Posted Aug. 12, 2020
Top photo from Kamala Harris' Twitter
Joe Biden’s selection of Kamala Harris as his vice-presidential running mate has South Carolinians talking. The Social Media Insights Lab at the University of South Carolina reviewed more than 17,000 posts about Harris made since the announcement late Tuesday afternoon. The lab found that among comments containing sentiment, 54.3 percent were positive and 45.7 percent were critical of the selection.

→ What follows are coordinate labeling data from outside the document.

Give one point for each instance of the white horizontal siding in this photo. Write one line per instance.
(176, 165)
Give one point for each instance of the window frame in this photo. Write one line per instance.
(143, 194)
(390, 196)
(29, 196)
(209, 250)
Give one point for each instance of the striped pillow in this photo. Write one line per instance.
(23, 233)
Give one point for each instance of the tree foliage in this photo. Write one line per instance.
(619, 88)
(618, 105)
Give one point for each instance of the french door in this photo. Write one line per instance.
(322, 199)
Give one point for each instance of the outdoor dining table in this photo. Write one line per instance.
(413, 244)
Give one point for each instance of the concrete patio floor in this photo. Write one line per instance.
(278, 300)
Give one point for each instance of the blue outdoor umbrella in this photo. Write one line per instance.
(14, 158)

“The divisions in our country are reflected in this outpouring of opinion, which is unusually heavy,” said Kaitlyn Park, Insights Lab manager. “Among her supporters, Harris was praised as intelligent, successful and a fighter. To her detractors, Harris is seen as selling out to Biden, whom she criticized during the Democratic primaries, and as someone who made questionable decisions as a prosecutor .”

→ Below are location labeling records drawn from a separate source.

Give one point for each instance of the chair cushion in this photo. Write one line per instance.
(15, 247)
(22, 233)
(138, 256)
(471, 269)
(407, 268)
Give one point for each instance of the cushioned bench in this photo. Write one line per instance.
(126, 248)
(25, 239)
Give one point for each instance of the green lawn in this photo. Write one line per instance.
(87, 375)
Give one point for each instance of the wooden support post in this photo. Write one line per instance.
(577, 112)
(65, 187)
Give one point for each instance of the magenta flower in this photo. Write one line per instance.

The lab used artificial intelligence to better understand these conversations. The emotion expressed most frequently was joy, seen in 20 percent of the posts, followed by sadness (12 percent) and disgust (eight percent).
“There clearly was a lot of excitement among Democrats, but many South Carolinians remain skeptical about the selection,” said Park. Some commenters said they are looking forward to the debate between Harris and Vice President Pence.
The lab is part of the College of Information and Communications. It is used for teaching,
academic research and public reports intended to help people better understand issues
of the day. The Insights Lab software, Crimson Hexagon, uses artificial intelligence to interpret
data. View a full list of reports and follow the lab on Twitter at @UofSCInsights. How is sentiment calculated?
About the Social Media Insights Lab
The lab uses software developed by Crimson Hexagon, now known as BrandWatch following
a merger. The software gauges the emotional tone of conversations using auto-sentiment
artificial intelligence technology. This feature is useful for identifying patterns
within large sets of social media data, but it should be noted that auto-sentiment
has its limits. For example, it does not always recognize sarcasm, nor does it account
for posts which may express more than one emotion.